Ich verwende die Bezeichnung Mumbai. Nicht aus politischen Gründen, sondern weil es sich heute um den offiziellen Namen handelt. Die Metropole wurde 1995 von der hindunationalistischen BJP-Shiv-Sena- Regierung von Bombay in Mumbai umbenannt. Durch die Änderung des Namens sollte ein Schlussstrich unter das koloniale Erbe der Stadt gezogen werden. Der Name war zuvor schon in den Sprachen Marathi und Gujarati
bekannt, während in Hindi und Urdu die Stadt als „Bambai“ bezeichnet wurde. Sujata Patel (2005:4) verweist darauf, dass die Änderung des Namens von vielen als chauvinistische Handlung gegen die multi-ethnische, multilinguale, kosmopolitische Metropole verstanden wurde (siehe auch Subramaniam 2002 und Eckert 2006). Seit der Namensänderung, die auch Bahnhöfe, den Flughafen und viele Straßen betraf, verspüren viele Bewohner eine Atmosphäre, in der die Offenheit gegenüber Nicht-Marathen abgenommen hat. Die Namensänderung ist allerdings nur ein äußerliches Anzeichen für die Veränderung des politischen Klimas seit Bestehen der hindunationalistischen Regierung. Im Alltagsgebrauch verwenden die Frauen und Familienangehörigen meiner Zielgruppe sowohl die Bezeichnung Bombay als auch Mumbai.
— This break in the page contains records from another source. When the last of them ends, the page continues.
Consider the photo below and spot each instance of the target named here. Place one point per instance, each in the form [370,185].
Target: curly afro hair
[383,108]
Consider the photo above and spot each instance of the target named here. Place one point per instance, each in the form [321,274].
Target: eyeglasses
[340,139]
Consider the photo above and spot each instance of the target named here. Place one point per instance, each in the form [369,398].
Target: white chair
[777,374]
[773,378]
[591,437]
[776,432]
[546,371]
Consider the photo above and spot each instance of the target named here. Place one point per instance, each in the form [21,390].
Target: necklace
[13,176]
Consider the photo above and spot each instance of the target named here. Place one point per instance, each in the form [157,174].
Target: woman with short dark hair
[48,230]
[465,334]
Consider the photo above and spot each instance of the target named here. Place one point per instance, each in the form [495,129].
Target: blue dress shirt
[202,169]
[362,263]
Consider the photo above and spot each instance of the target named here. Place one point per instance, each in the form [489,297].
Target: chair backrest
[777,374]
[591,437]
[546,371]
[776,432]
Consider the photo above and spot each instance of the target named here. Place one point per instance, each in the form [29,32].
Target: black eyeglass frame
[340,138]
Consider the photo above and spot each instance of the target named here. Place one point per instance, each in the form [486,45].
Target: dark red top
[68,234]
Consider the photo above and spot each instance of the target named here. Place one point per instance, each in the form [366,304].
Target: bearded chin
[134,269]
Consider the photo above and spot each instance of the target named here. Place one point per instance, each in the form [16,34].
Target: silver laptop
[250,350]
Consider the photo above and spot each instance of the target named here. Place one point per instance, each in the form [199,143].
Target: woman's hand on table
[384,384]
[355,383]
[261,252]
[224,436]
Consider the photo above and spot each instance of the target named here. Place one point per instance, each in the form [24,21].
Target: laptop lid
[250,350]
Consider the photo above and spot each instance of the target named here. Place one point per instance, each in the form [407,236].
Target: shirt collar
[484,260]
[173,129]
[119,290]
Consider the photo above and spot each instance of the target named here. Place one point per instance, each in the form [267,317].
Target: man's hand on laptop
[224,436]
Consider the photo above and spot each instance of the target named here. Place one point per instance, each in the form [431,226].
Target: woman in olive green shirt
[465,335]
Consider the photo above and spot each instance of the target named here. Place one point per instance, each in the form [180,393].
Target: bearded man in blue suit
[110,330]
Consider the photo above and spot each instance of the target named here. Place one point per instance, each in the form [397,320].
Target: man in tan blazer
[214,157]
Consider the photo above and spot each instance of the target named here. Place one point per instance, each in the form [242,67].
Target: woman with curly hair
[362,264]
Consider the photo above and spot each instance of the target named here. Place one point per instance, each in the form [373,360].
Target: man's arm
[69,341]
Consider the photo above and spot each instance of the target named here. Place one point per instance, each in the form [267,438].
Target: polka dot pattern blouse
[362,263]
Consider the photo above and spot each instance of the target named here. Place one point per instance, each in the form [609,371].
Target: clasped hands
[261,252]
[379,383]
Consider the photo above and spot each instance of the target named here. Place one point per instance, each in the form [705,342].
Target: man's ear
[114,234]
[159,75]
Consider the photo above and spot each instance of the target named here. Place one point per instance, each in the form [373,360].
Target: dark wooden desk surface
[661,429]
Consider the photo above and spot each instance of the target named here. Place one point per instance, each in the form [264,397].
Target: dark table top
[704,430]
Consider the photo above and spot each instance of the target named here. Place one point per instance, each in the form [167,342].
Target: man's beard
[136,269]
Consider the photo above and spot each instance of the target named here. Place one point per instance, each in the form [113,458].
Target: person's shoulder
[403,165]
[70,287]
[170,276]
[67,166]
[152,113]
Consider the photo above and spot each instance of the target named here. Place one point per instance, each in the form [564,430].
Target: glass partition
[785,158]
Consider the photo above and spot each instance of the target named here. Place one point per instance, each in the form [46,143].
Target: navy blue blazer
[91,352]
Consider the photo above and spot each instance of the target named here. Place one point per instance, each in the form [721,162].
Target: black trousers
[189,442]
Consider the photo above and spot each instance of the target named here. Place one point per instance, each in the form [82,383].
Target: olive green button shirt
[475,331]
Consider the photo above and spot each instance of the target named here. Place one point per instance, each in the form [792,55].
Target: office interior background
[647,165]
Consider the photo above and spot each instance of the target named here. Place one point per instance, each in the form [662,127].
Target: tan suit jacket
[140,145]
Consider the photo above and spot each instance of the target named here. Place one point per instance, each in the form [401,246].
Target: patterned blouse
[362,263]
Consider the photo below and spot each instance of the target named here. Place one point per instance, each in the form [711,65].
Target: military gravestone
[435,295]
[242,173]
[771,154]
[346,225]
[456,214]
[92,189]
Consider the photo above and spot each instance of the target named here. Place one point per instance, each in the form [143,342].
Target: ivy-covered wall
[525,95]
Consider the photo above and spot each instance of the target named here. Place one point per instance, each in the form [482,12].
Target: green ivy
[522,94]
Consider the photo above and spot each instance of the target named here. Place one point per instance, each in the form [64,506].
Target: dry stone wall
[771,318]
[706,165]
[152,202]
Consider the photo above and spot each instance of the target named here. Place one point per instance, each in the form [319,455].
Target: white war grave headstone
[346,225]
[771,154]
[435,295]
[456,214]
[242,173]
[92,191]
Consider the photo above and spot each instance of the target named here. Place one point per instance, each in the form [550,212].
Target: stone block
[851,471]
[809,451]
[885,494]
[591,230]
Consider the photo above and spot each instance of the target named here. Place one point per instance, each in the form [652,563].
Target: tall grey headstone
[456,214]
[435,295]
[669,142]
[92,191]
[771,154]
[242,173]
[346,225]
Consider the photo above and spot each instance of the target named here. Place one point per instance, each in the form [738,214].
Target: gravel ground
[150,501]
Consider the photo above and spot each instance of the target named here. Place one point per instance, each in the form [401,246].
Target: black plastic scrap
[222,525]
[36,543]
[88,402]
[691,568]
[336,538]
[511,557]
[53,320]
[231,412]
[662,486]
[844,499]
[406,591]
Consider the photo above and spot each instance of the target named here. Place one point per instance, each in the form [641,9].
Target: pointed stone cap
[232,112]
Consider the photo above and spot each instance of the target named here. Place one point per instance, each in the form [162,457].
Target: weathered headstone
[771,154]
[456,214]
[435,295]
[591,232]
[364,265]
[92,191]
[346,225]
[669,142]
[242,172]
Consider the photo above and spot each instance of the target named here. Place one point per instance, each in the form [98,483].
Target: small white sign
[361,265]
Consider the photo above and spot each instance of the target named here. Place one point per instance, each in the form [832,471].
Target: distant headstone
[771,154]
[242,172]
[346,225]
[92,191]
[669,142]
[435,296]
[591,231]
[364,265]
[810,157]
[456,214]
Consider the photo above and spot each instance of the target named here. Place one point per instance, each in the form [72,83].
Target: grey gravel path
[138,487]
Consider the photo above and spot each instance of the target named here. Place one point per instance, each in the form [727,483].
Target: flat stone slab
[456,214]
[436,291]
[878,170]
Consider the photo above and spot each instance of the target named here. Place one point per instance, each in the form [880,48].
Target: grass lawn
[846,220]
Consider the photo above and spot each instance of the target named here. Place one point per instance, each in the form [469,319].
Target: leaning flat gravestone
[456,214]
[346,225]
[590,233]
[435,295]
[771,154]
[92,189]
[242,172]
Aus Rücksicht auf die Identität der Pendlerinnen habe ich die Namen meiner Interaktionspartnerinnen geändert. Emische Freundschaftsbezeichnungen sind im Text gesperrt dargestellt. Kursiv gedruckte Wörter sind im Glossar (Anhang IV) aufgeführt. Auch die unterschiedlichen Freundschaftsgruppen sind tabellarisch im Anhang aufgelistet.